Islam pada dasarnya adalah agama universal, tidak terkotak-kotak
oleh label tertentu, hanya saja, cara pemahaman terhadap agama Islam itu
kemudian menghasilkan terma seperti di atas. Diterima atau tidak, itulah fakta
yang ada dewasa ini yang mempunyai akar sejarah yang kuat dalam khazanah Islam.
Fakta sejarah menyatakan bahwa embrio keberagamaan tersebut sudah ada sejak era
Rasulullah saw., yang kemudian semakin berkembang pada era sahabat, terlebih
khusus pada era Umar bin Khattab. Ia kerap kali berbeda pandangan dengan
sahabat-sahabat yang lain, bahkan mengeluarkan ijtihad yang secara sepintas
bertentangan dengan keputusan hukum yang ditetapkan oleh Rasululullah saw.

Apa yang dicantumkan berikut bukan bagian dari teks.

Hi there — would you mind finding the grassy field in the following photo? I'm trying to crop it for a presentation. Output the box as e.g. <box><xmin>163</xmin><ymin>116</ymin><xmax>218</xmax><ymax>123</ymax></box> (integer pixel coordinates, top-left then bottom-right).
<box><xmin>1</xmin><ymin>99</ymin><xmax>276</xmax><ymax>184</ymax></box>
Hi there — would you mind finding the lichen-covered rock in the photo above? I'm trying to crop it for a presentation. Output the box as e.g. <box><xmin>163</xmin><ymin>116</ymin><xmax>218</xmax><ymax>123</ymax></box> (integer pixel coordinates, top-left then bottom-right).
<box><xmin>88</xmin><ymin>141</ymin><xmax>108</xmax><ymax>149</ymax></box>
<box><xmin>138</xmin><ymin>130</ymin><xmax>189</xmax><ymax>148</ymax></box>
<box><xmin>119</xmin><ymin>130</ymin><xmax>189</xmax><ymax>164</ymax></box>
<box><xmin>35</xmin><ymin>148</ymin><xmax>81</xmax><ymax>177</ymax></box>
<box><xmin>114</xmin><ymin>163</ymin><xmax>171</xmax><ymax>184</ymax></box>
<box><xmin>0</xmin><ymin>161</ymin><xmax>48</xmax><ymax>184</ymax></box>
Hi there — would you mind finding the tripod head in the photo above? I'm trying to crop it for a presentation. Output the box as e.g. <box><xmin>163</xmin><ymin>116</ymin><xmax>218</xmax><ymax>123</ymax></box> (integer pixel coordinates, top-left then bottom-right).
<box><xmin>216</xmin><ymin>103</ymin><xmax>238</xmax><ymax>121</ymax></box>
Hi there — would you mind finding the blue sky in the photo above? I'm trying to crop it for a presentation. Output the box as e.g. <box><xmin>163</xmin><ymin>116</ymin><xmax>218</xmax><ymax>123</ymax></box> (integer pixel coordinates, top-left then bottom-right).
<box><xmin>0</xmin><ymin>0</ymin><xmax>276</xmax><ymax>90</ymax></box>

sendiri. Sebutlah misalnya, tidak membagikan harta rampasan kepada umat Islam
demi kemaslahatan umum (negara), yang jelas-jelas sebelumnya dibagikan oleh
Rasulullah melalui perintah teks Al-Qur’an (QS. Al-Anfal (8):
41).
Terus bagaimana seharusnya menyikapi kenyataan tersebut? Bagaimana
cara beragama yang paling baik dan ideal, khususnya di bumi Indonesia?
Tulisan ini tidak bertujuan untuk mengklaim kebenaran satu cara
pandang beragama dan menyalahkan cara yang lain. Sekali lagi, keberagamaan itu
adalah sebuah kemestian. Namun tulisan ini mencoba untuk melihat dampak dan
pengaruh cara pandang tersebut terhadap kondisi keberagamaan umat Islam,
khususnya di Nusantara.
Telah disebutkan sebelumnya bahwa keberagaman dalam beragama
disebabkan oleh cara memosisikan akal dan wahyu, realitas dan teks dalam
menyelesaikan satu masalah. Kelompok yang memberikan porsi berlebihan pada
teks, namun menutup mata dari perkembangan realitas cenderung menghasilkan
pemahaman yang tekstual. Semangat penerapan hukum-hukum agama dalam kondisi
apapun sangat besar sekali. Apa yang tertera dalam teks (Al-Qur’an dan Hadis)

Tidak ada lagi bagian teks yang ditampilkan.